Earth and Mars interior structures set by re-melting of the first solid mantle
Antonio Manjón-Cabeza Córdoba, Maxim D. Ballmer, Oliver Shorttle
TLDR
This paper explains why Mars has a basal silicate layer from magma ocean re-melting, unlike Earth, due to differences in planetary size and iron enrichment.
Key contributions
- Explains why Mars has a basal silicate layer from magma ocean re-melting, while Earth does not.
- Mantle melts buffer magma ocean composition, limiting iron enrichment and density of overturned layers.
- Buffering is more efficient in larger planets (Earth) and less iron-enriched planets.

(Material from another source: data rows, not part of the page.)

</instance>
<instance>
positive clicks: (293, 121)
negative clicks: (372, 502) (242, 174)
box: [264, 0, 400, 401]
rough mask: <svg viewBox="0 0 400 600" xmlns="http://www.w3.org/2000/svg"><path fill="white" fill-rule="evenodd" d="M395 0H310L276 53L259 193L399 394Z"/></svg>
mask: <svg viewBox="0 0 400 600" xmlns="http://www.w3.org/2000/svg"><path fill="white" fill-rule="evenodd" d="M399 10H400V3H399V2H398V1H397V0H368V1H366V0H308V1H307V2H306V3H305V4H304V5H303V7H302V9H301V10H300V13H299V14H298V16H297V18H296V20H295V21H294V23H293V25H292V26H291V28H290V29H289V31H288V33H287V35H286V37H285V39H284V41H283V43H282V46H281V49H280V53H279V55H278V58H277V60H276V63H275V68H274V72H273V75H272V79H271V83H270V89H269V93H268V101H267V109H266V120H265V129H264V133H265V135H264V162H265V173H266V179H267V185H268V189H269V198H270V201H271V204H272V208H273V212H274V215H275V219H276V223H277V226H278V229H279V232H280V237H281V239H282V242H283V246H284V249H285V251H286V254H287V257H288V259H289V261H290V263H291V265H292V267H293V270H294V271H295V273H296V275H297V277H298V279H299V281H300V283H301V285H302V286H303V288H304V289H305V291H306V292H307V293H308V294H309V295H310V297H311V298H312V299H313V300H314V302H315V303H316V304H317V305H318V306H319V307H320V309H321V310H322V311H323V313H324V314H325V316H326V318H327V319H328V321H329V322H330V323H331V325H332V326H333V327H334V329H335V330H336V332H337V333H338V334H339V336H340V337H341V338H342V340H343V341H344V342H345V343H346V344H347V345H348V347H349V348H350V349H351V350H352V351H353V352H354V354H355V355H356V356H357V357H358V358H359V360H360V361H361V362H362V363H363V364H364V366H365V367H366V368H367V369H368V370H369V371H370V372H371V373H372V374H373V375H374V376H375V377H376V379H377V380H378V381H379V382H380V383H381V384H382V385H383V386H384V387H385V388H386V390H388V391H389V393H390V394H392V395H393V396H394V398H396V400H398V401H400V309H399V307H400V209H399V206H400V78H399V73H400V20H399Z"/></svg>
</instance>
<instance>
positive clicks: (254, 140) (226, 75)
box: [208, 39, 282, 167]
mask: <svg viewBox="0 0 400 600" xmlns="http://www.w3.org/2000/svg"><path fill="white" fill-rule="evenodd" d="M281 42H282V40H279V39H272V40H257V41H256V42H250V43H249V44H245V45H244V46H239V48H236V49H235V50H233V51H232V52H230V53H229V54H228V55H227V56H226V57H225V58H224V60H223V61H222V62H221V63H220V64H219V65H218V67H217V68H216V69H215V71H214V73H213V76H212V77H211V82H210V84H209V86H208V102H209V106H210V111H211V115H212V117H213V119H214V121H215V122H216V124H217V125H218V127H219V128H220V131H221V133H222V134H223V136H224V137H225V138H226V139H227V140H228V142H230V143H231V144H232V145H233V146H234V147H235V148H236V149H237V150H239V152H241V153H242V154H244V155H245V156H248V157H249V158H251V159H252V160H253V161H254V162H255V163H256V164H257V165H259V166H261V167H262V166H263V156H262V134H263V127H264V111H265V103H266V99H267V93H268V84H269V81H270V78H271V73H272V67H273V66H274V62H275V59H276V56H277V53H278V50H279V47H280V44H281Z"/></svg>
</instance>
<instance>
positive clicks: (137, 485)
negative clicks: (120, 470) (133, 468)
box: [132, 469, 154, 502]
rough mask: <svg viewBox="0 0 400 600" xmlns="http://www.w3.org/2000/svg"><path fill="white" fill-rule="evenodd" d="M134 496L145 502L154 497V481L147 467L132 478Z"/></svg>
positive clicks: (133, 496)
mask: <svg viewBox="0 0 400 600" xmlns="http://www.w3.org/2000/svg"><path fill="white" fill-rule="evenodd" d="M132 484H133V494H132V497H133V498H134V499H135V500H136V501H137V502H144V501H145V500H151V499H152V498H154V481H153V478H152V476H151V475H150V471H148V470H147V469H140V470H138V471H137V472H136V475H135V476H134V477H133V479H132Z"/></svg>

- Predicts a dichotomy in exoplanet structures: small, stratified vs. large, homogeneous mantles.
Why it matters
This study resolves a long-standing discrepancy in the interior structures of Earth and Mars regarding basal mantle layers. It offers a new parameterized-convection model to explain these differences based on magma ocean re-melting. The findings also predict a dichotomy in exoplanet interior structures, guiding future research.
Original Abstract
Magma ocean crystallisation sets up the early structure and long-term evolution of terrestrial planets. Recent seismic evidence signals the presence of a silicate layer at the base of Mars' mantle. Magma-ocean crystallisation and subsequent overturn has been invoked as a hypothesis for this layer's origin. However, while a magma ocean existed in both Earth and Mars, there is no seismic evidence for a basal layer in present-day Earth. In this study, we apply a parameterized-convection model to study whether the effect of partial melting in the growing mantle on overlying magma ocean composition can explain this discrepancy. Melts from the mantle buffer the crystallising magma ocean, limiting progressive differentiation, iron enrichment and the density anomaly of the overturned layer. This buffering is more efficient for larger planets with more vigorous mantle convection and for planets that are originally less enriched in iron. Consequently, a shallow magma ocean is more iron enriched and denser on Mars than on Earth, providing an explanation for the Mars-Earth difference in present-day structure of the mantle. We also predict a dichotomy in terrestrial-exoplanet interior structures, with a population with small, stratified mantles and another with large, mostly-homogeneous mantles.